I cannot imagine how stifling and how utterly nonsensical it must have felt to have been a prince or princess for whom the choice of a marriage partner was based primarily on dynastic considerations, with some strange idea that this would preserve some kind of superiority. I can imagine, though, how someone like the very intelligent Franz Ferdinand felt when the woman whom he loved devotedly was constantly humiliated because of her ‘inferior’ blood. He had seen Crown Prince Rudolf slide into a life of utter decadence due to the stifling of the Court; and had seen Rudolf’s mother drift deeper and deeper into depression for the same reason. Franz Ferdinand loved Sophie. In the Court and in the world at large he was seen as brusque and unsociable, but at home he loved his children, loved his wife deeply and it is small wonder that in such circumstances he despised the coterie of snobs who stood between him and his uncle, Emperor Franz Josef. Forty or so years earlier in England, Prince Albert wrote of the need to bring new, stronger blood into the dynasty. I think, perhaps, he and Franz Ferdinand (a man whom admire more, the more I learn about him – except for his mass-slaughter of animals) would have had some brilliant conversations had they been around at the same time, and between them might have brought about a great deal of good.
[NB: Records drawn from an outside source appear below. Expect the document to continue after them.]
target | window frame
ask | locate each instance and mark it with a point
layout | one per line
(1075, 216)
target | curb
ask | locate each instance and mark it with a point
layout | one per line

The whole notion of blood seems to go back to Biblical times when the Hebrews were wandering in the desert and discovered that the blood of certain animals made them ill or even earlier when Greek and Roman doctors believed blood was something mystical. There remained a superstitious view of it for so many years that even today we speak of ‘blue blood’ – a rather apt idea considering the presence of porphyria in some dynasties - and ‘full-bloodied’.
I am glad that, for all our faults, we never entertained the notion of morganatic marriages in Britain.